Anyway, back to the Fregosi thing, I am willing to bet that if you looked at reliever usage in terms of one-year IP or pitches thrown, you will NOT find a significant cause/effect relationship with respect to performance the next year. Of course you have to control for selective sampling. Here is what generally takes place which gives the illusion that Fregosi is right. This is simplifying things of course, but it helps to do that to explain the phenonmenon.
Say all your relievers were “true” 4.50 ERA pitchers. That is their true talent level, like for a fair coin it is .5 heads or tails. Whatever you see in any time period, like flipping a coin x number of times, is merely a random sample of that 4.50 ERA, and can be just about anything, but obviously tends to be around 4.50 and will approach exactly 4.50 the larger the sample of pitching (in IP or whatever).
In year X, half of those pitchers will pitch “badly” and have an ERA above 4.50 and half will pitch well with an ERA below 4.50. Since we are specifying that whenever they pitch, their true ERA’s are 4.50, the bad and good pitching is, be definition, bad and good pitching luck. Presumably, the pitchers having good luck will get more playing time and the ones having bad luck will get less playing time. The good luck pitchers may average an ERA of 4.00 and the bad luck ones, 5.00. What happens next year?
In year X+1, all the pitchers will average 4.50 ERA of course and the fluctuations (luck) will be randomly distributed among the pitchers and within the two groups that were lucky or unlucky last year. The previously lucky group will average 4.50 in year X+1 and so will the unlucky group.
So, the data will look something like this:
Year X ERA/IP Year X+1 ERA/IP
5.00/60 (100 pitchers) 4.50/75 (same 100 pitchers)
4.00/90 (100 pitchers) 4.50/75 (same 100 pitchers)
In reality the numbers would be more like this, since not all pitchers are true 4.50 pitchers of course. But the results are still the same.
Year X ERA/IP Year X+1 ERA/IP
5.50/60 (100 pitchers) 5.00/75 (same 100 pitchers)
3.50/90 (100 pitchers) 4.00/75 (same 100 pitchers)
(The pitchers who pitched badly in year X are indeed worse pitchers who also got unlucky and the ones who pitched well in year X are better pitchers who also got lucky.)
(Numbers for illustration purposes only.)
This is EXACTLY what happens every year in baseball. Not as simplified as that, but pretty much the same, more or less. To the unenlightened eye, it looks like pitchers who pitch more innings will get a lot worse and pitchers who pitch fewer innings will get much better, but that is an illusion because of selective sampling and regression toward the mean.

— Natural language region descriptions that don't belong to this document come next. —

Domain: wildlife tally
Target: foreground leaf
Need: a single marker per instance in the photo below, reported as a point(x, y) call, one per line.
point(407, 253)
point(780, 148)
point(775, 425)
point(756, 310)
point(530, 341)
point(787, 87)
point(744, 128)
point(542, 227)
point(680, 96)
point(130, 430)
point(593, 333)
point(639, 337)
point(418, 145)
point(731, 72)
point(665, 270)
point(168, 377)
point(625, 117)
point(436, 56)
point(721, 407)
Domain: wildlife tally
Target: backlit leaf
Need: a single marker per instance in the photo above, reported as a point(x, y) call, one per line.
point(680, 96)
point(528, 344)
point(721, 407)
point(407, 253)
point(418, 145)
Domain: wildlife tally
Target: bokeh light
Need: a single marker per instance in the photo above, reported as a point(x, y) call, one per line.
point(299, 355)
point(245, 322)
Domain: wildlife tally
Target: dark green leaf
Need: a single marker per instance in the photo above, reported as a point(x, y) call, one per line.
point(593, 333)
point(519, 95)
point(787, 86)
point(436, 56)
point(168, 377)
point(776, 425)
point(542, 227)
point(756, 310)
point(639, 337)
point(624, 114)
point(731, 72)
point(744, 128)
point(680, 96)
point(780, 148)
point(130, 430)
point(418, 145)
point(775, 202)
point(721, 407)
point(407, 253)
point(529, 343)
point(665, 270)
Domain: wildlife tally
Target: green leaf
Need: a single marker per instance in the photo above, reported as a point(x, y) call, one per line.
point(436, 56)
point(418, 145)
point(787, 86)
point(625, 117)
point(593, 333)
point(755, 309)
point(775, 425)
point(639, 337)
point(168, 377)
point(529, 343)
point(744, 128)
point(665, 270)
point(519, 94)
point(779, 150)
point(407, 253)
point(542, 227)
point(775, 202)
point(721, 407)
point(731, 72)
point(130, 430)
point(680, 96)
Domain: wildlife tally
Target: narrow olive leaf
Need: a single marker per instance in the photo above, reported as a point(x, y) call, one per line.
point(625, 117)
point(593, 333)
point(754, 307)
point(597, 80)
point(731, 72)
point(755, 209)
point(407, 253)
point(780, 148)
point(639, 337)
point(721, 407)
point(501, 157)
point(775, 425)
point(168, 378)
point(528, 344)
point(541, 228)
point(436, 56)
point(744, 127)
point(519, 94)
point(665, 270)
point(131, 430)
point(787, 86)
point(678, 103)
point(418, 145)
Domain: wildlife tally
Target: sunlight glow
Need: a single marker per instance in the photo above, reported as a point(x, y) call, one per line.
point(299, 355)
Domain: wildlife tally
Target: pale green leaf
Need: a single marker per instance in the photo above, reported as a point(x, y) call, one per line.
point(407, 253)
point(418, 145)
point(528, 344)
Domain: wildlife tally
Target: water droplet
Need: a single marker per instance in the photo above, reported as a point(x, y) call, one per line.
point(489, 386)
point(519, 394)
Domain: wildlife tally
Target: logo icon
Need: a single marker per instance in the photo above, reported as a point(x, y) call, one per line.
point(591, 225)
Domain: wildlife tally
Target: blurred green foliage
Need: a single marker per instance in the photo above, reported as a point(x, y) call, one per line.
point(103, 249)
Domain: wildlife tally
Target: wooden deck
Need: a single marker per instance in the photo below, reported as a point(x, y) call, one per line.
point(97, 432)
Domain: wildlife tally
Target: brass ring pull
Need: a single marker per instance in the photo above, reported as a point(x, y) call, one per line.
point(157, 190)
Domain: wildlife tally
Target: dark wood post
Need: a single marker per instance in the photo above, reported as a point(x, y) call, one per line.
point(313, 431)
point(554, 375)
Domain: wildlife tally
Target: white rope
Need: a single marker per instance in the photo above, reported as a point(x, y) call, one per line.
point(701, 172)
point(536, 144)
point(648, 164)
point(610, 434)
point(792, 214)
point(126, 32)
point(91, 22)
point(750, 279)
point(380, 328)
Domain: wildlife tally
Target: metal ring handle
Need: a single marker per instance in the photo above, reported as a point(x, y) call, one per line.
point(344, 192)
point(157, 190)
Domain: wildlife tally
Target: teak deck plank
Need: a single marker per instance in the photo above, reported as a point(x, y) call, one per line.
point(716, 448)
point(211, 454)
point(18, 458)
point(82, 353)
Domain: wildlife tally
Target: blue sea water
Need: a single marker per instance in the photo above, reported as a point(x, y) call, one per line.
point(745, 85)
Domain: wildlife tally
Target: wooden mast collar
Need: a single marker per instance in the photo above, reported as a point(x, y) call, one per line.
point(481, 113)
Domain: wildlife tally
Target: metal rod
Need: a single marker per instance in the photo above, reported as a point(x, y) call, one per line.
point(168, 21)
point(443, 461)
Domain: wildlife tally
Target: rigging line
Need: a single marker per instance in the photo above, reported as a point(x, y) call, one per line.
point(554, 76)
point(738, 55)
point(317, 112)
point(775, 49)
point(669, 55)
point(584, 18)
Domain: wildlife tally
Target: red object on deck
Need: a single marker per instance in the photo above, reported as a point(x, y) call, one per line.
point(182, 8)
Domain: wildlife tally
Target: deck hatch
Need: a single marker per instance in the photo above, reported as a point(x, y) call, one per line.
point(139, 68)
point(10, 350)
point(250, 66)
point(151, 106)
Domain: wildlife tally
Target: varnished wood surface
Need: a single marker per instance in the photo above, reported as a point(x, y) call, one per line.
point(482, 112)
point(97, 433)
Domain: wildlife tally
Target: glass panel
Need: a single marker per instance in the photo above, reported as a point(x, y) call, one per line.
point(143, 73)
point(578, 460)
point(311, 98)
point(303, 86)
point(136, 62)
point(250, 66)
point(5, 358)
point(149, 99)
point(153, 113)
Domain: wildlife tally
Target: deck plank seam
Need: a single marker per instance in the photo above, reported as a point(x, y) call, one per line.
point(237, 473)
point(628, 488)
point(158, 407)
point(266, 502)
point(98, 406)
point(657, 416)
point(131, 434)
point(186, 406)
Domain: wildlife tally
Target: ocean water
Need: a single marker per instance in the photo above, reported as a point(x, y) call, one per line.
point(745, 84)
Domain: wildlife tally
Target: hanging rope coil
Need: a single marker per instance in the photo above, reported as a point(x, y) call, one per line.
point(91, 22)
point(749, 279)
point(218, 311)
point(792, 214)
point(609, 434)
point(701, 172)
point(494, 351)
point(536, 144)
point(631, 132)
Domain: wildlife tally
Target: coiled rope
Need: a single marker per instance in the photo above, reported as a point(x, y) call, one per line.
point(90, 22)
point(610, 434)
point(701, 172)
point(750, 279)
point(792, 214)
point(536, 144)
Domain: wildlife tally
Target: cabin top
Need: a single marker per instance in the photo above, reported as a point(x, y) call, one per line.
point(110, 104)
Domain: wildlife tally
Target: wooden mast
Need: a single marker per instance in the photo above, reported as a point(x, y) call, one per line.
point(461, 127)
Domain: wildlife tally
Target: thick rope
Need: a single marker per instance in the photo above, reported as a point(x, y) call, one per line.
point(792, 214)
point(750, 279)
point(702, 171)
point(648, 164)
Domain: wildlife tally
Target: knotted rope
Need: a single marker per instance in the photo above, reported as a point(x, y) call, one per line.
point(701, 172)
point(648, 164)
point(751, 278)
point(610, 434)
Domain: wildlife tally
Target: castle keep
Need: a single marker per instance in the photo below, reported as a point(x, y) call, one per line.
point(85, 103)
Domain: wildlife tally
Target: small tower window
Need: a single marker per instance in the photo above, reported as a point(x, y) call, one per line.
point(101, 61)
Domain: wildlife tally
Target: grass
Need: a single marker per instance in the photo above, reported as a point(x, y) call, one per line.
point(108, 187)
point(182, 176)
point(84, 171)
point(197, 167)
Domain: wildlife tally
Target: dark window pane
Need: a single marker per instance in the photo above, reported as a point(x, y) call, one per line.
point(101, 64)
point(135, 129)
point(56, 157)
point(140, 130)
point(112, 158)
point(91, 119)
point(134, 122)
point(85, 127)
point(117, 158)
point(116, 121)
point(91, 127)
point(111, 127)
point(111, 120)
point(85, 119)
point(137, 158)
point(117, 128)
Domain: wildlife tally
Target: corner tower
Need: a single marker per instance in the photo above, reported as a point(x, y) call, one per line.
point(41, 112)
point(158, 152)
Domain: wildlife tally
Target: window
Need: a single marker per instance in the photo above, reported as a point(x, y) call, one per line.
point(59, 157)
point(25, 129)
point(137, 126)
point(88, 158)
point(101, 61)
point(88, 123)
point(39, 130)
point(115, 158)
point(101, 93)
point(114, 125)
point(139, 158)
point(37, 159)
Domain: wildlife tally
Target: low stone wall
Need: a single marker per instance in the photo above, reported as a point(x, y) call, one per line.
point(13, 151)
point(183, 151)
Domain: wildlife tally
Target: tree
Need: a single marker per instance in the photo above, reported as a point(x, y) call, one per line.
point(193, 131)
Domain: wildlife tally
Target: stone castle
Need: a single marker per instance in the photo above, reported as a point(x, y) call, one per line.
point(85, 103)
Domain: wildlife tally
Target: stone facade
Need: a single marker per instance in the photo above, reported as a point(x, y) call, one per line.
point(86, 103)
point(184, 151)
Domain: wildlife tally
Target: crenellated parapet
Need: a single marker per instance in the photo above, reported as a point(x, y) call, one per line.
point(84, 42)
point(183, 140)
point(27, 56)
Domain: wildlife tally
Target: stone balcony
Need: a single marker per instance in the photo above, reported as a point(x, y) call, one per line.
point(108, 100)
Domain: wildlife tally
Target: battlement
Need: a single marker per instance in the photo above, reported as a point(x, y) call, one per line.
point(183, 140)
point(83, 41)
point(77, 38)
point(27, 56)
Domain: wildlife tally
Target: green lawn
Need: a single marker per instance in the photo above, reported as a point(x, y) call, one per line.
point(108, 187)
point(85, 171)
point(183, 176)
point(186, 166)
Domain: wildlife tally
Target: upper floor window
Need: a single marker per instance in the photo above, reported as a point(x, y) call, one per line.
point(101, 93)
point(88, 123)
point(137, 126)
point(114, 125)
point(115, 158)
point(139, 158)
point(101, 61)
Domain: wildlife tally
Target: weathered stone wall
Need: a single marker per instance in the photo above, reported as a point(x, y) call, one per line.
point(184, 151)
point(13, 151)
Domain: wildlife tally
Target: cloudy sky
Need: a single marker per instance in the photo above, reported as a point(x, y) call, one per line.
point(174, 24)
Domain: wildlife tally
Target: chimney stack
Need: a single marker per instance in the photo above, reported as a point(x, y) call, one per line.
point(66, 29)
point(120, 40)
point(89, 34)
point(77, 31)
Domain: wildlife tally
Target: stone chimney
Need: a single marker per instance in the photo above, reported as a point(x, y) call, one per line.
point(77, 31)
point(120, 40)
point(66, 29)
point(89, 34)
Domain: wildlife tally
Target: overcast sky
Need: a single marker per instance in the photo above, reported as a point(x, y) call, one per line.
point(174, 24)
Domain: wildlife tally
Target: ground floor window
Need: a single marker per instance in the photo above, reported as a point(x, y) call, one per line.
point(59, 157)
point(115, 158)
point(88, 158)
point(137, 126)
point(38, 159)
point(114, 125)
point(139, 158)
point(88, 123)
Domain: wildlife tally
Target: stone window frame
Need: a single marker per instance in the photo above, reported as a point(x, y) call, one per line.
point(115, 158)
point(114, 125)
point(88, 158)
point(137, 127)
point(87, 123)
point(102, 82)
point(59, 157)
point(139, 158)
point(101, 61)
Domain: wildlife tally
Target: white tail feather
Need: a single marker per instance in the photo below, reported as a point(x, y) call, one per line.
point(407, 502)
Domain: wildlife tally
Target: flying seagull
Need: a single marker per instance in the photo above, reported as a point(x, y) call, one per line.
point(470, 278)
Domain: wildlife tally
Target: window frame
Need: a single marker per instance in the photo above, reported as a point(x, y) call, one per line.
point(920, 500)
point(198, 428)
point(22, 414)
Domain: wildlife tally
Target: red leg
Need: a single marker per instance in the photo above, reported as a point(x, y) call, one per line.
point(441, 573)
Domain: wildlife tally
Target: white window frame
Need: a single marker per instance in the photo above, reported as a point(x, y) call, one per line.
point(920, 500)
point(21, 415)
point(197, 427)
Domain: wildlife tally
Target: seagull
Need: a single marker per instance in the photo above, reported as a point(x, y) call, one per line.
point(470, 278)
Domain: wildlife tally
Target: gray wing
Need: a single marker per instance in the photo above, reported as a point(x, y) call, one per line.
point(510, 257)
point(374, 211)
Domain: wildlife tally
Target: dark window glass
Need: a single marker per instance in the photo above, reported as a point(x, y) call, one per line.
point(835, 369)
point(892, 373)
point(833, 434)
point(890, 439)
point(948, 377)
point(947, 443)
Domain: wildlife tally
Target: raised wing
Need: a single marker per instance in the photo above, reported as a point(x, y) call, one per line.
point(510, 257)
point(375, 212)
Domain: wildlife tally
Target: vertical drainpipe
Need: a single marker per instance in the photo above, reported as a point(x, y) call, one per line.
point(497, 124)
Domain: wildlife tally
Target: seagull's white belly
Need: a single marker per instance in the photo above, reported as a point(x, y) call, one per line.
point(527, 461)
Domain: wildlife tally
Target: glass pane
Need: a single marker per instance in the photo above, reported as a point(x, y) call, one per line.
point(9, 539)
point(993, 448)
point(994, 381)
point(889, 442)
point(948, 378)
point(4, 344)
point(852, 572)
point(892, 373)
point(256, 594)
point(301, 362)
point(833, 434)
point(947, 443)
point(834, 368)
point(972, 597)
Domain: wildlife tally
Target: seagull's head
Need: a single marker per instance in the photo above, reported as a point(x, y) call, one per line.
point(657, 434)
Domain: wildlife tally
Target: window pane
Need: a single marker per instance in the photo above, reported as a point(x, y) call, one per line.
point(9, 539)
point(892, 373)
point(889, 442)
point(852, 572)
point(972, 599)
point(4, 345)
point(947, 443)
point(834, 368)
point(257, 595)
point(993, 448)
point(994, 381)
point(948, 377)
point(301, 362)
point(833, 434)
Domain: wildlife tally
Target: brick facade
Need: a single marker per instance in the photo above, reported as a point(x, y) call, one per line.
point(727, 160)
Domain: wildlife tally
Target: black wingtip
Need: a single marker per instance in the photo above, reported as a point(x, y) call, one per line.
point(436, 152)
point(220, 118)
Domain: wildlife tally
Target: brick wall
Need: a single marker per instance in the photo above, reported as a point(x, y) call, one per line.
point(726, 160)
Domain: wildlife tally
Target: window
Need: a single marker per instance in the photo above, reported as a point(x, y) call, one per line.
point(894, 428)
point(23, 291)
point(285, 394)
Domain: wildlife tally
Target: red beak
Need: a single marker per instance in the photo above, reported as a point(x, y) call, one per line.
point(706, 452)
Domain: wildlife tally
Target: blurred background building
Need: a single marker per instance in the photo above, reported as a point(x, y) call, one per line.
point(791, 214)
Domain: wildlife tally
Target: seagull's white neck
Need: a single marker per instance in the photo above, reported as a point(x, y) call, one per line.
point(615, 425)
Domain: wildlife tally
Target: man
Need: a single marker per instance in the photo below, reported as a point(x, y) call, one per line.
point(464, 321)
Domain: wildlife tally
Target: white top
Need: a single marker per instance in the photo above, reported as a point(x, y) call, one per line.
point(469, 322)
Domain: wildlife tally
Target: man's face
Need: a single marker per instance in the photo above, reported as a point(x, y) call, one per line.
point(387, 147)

It is like the A/F fighter pilots in training. The pilots who did badly on a mission were scolded and the ones who did well were praised. The next mission, the pilots who did badly the first time, did a lot better and the ones who did well, did worse. The A/F brass concluded that scolding was better than praising as a training style. Of course, the subsequent results had little to do with the training method, but was simply regression toward the mean. (If I got that story a little wrong, I apologize, as it is from memory.)